I introduced this idea to the students this week, so we’ll see how it goes. And this post is getting pretty long, so I’m going to sign off and grade some essays now. Your suggestions are appreciated.

5 Comments:

  • At Wed Sep 13, 09:50:00 PM 2006, Blogger Karl Fisch said…

    Okay, I'm too tired to think about this as much as I should right now, but you've given me a lot to think about. I will try to find time to return later to comment some more.

    I do have two initial thoughts/impressions/questions.

    1. How important is the grading aspect of this to you? Are you equating grading with feedback, or is it separate in this case?

    2. It still seems fairly complicated to me, but maybe I'm just too tired to think straight about it. Do you need this complex of a system in order to help your students learn, grow, and think critically? Or is the system (multiple meanings of that word) getting in the way?

    Okay, I lied, I have a third question. 18%? Not 17, or 19? How? Why?

     
  • At Thu Sep 14, 07:27:00 AM 2006, Blogger T Sale said…

    In answer to the third question first, 18% because originally I had 5 categories worth 20% each, but then I decided to have a separate category worth 10% for the final exam and stole 2 points from each category; thus, 18%.

    As far as the other 2 questions, I need to think about them. I think my compulsiion to grade thinking came from the notion that anything important should be assessed. But you made me think -- what if I just went on giving feedback on the students' thinking...I guess in my old-fashioned teacherly mind, I'm thinking it's going to be more important to them if they know they're being graded on it. But I need to think about this more.

     
  • At Thu Sep 14, 09:34:00 AM 2006, Blogger T Sale said…

    And by the way, Karl, I lied too. I said I was going to grade essays last night, but I never did. I just read a book and went to bed.

     
  • At Thu Sep 14, 08:36:00 PM 2006, Blogger Karl Fisch said…

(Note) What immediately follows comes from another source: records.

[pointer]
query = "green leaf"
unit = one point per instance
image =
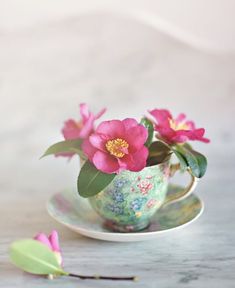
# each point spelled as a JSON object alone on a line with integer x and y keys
{"x": 65, "y": 147}
{"x": 159, "y": 152}
{"x": 34, "y": 257}
{"x": 182, "y": 160}
{"x": 92, "y": 181}
{"x": 149, "y": 125}
{"x": 195, "y": 160}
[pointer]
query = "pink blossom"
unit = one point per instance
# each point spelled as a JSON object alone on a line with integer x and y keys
{"x": 151, "y": 203}
{"x": 117, "y": 145}
{"x": 80, "y": 129}
{"x": 52, "y": 242}
{"x": 176, "y": 130}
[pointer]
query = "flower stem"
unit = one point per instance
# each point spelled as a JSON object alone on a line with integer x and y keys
{"x": 97, "y": 277}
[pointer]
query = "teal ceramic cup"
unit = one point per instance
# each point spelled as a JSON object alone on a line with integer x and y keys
{"x": 132, "y": 198}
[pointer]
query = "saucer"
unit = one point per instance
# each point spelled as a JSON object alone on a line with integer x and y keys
{"x": 74, "y": 212}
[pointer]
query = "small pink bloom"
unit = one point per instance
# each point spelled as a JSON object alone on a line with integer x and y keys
{"x": 176, "y": 130}
{"x": 117, "y": 145}
{"x": 80, "y": 129}
{"x": 145, "y": 186}
{"x": 52, "y": 242}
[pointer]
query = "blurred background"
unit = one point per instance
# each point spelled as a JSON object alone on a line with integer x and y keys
{"x": 128, "y": 56}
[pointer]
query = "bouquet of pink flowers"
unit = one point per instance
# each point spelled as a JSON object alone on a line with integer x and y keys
{"x": 117, "y": 145}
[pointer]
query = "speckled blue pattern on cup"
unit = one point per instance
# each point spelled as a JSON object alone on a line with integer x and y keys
{"x": 132, "y": 198}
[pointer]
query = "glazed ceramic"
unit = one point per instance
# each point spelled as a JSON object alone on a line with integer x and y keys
{"x": 76, "y": 213}
{"x": 132, "y": 198}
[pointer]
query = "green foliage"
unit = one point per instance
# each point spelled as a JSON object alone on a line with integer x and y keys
{"x": 34, "y": 257}
{"x": 66, "y": 146}
{"x": 149, "y": 126}
{"x": 92, "y": 181}
{"x": 193, "y": 159}
{"x": 158, "y": 152}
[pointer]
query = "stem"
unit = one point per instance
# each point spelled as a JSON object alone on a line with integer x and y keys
{"x": 132, "y": 278}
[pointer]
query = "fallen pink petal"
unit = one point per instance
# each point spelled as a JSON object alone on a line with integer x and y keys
{"x": 52, "y": 242}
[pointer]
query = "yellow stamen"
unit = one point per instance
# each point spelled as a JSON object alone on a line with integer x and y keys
{"x": 116, "y": 146}
{"x": 178, "y": 126}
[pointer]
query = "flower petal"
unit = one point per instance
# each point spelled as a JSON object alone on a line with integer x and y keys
{"x": 71, "y": 130}
{"x": 180, "y": 118}
{"x": 98, "y": 141}
{"x": 98, "y": 115}
{"x": 129, "y": 123}
{"x": 54, "y": 240}
{"x": 135, "y": 162}
{"x": 113, "y": 128}
{"x": 105, "y": 162}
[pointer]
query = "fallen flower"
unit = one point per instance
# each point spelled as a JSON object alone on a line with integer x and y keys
{"x": 52, "y": 242}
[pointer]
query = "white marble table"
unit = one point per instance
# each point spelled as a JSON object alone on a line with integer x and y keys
{"x": 44, "y": 73}
{"x": 200, "y": 255}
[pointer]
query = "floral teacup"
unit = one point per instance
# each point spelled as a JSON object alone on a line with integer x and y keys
{"x": 132, "y": 198}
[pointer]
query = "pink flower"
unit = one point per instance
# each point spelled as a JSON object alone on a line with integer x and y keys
{"x": 117, "y": 145}
{"x": 145, "y": 186}
{"x": 52, "y": 242}
{"x": 80, "y": 129}
{"x": 176, "y": 130}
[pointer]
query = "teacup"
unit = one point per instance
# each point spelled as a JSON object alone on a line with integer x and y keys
{"x": 132, "y": 198}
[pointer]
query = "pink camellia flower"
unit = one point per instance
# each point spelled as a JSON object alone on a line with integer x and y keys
{"x": 52, "y": 242}
{"x": 176, "y": 130}
{"x": 80, "y": 129}
{"x": 117, "y": 145}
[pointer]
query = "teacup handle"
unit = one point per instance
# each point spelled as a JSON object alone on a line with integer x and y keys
{"x": 184, "y": 193}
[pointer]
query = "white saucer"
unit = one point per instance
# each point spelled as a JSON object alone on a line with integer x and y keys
{"x": 76, "y": 213}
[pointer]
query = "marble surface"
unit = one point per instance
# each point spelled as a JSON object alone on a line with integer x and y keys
{"x": 45, "y": 71}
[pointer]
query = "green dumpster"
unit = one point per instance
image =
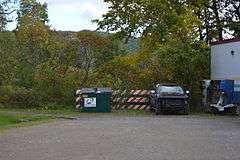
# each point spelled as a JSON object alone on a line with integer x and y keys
{"x": 97, "y": 99}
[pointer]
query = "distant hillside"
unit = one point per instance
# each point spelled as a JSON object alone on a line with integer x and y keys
{"x": 131, "y": 47}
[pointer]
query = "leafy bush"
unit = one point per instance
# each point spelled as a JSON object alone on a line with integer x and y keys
{"x": 5, "y": 93}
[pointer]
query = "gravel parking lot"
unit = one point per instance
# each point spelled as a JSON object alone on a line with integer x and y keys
{"x": 125, "y": 138}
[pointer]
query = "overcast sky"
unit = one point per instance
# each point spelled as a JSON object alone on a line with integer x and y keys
{"x": 73, "y": 15}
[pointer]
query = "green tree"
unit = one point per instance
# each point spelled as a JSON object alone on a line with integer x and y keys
{"x": 94, "y": 51}
{"x": 33, "y": 37}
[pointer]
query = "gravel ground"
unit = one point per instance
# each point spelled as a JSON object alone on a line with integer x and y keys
{"x": 125, "y": 138}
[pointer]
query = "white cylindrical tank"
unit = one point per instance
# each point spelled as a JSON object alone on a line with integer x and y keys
{"x": 225, "y": 60}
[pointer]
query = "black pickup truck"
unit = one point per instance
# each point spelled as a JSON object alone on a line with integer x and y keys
{"x": 169, "y": 97}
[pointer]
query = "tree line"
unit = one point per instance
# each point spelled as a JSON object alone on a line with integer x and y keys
{"x": 147, "y": 42}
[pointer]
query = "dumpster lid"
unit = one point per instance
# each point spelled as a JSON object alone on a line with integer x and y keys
{"x": 104, "y": 90}
{"x": 88, "y": 90}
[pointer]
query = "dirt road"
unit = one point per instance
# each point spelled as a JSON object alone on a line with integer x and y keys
{"x": 125, "y": 138}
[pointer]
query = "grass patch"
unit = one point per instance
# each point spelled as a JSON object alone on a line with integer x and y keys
{"x": 8, "y": 120}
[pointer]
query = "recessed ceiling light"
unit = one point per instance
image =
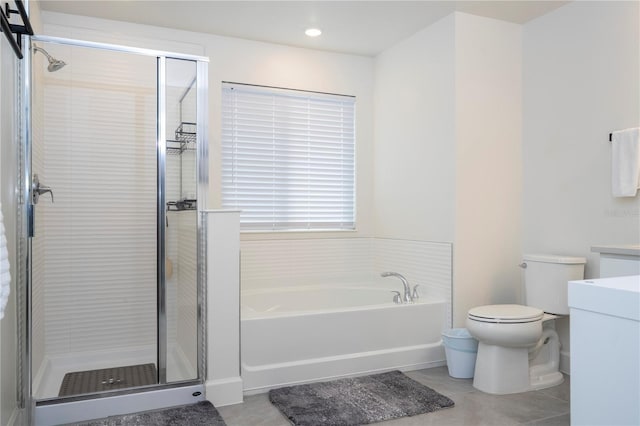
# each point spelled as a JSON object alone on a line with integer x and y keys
{"x": 313, "y": 32}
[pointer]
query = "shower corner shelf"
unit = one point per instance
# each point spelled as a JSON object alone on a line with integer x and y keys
{"x": 181, "y": 205}
{"x": 185, "y": 139}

    I think that's fine - depending on the book. What was it?

     
  • At Mon Sep 18, 12:21:00 PM 2006, Blogger lgaffney said…

    I'm actually part of that pilot this year and doing something similar. My most heavily weighted category is called "Reading Analysis and Application", which is basically the same as your thinking skills category. Reading analysis and application has become a separate section on each rubric I create and I feel like (minus all the extra accounting) it has been fairly successful. For example, on my take home exam, one section of the rubric says "Student demonstrates the ability to use the inductive process in order to arrive at meaning. He or she uses textual cues (characters, symbols, imagery, motifs, setting) in order to create a well-defended response which answers all aspects of each question and demonstrates understanding of text". I don't know how explicit that is to the kids, but at least they know what the ultimate objective looks like. I only assess them on this on more formal assignments though--I started doing it on all assignments and it was a nightmare! I don't know if this is at all helpful, but just thought I'd share!